Poster Paper: The Outsourcing of Federal Regulation: The Case of Food Safety

Thursday, November 6, 2014
Ballroom B (Convention Center)

*Names in bold indicate Presenter

Jocelyn Johnston and Rebecca Yurman, American University
The U.S Food and Drug Administration (FDA) is responsible for regulating the production of most of the domestic food supply.  FDA has contracted with states to conduct food safety inspections for several years.  However, this trend is intensifying and will become increasingly important because the 2011 Food Safety Modernization Act (FSMA) significantly increases requirements for the number of FDA annual inspections, and prescribes growing FDA reliance on states to meet this objective. 

The U.S. has a comparatively safe food supply, and part of the rationale for FSMA is the role of imported food in the American diet and Congress’ interest in enhancing its safety.  FSMA is designed in part to “grow” inspections of imported food, but without new FDA resources.   Hence, we are seeing and will continue to see more outsourcing of food safety inspections through contracts with states.

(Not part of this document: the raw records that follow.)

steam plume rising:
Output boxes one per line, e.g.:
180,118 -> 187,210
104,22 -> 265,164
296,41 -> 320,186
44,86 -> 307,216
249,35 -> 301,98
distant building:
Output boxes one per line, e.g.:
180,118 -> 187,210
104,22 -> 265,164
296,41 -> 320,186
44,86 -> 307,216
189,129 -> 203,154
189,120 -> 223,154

FSMA was also motivated by problems with state contracts for domestic inspections.  Specifically, the widely covered 2009 salmonella outbreak from a Georgia peanut farm led Congress to order an investigation by the Office of Inspector General (OIG) of the U.S. Department of Health and Human Services.  The OIG reported serious failures in FDA oversight of state inspection contracts and state deficits in the completion of required inspections in their contracts with FDA.  These problems were not news to federal officials; indeed, since 2007, federal oversight of state food safety has been on the Government Accountability Office’s High Risk List.  The Georgia peanut facility was inspected just before the salmonella outbreak.  The inspection, conducted by a Georgia state agency acting under contract with FDA, resulted in a clean bill of health for the facility.  More recently, in 2011, a high-profile outbreak of listeria poisoning from Colorado cantaloupes killed 33 people and seriously sickened at least 147 others.  A few months earlier, the responsible cantaloupe farm had received the highest safety rating from a third party auditor that had provided critical data to Colorado’s state health department. 

These high-profile failures have heightened the salience of food safety policy and reliance on state contracts for inspections.  This paper explores the food-safety outsourcing policy, the state contracts used to conduct domestic inspections, and the consequent administrative and policy adaptations.  Using a semi-structured interview protocol and NVivo analytic software, we will explain variations in state inspection systems, their effectiveness, and their potential for enhancement or denigration of food safety.  We focus explicitly on political, economic, and structural factors in exploring state effectiveness.  These factors, gleaned from observed patterns in data from over sixty interviews, are used to generate hypotheses regarding determinants of state food safety effectiveness, as well as preliminary explanatory models.

 To provide additional context, the case of the FDA will be compared to that of the U.S. Department of Agriculture (USDA), which also plays a role in the safety of the domestic food supply.  In addition, the FDA case will be analyzed in the context of our federal system, and compared to another regulatory policy dependent on federal-state joint efforts – namely, environment policy.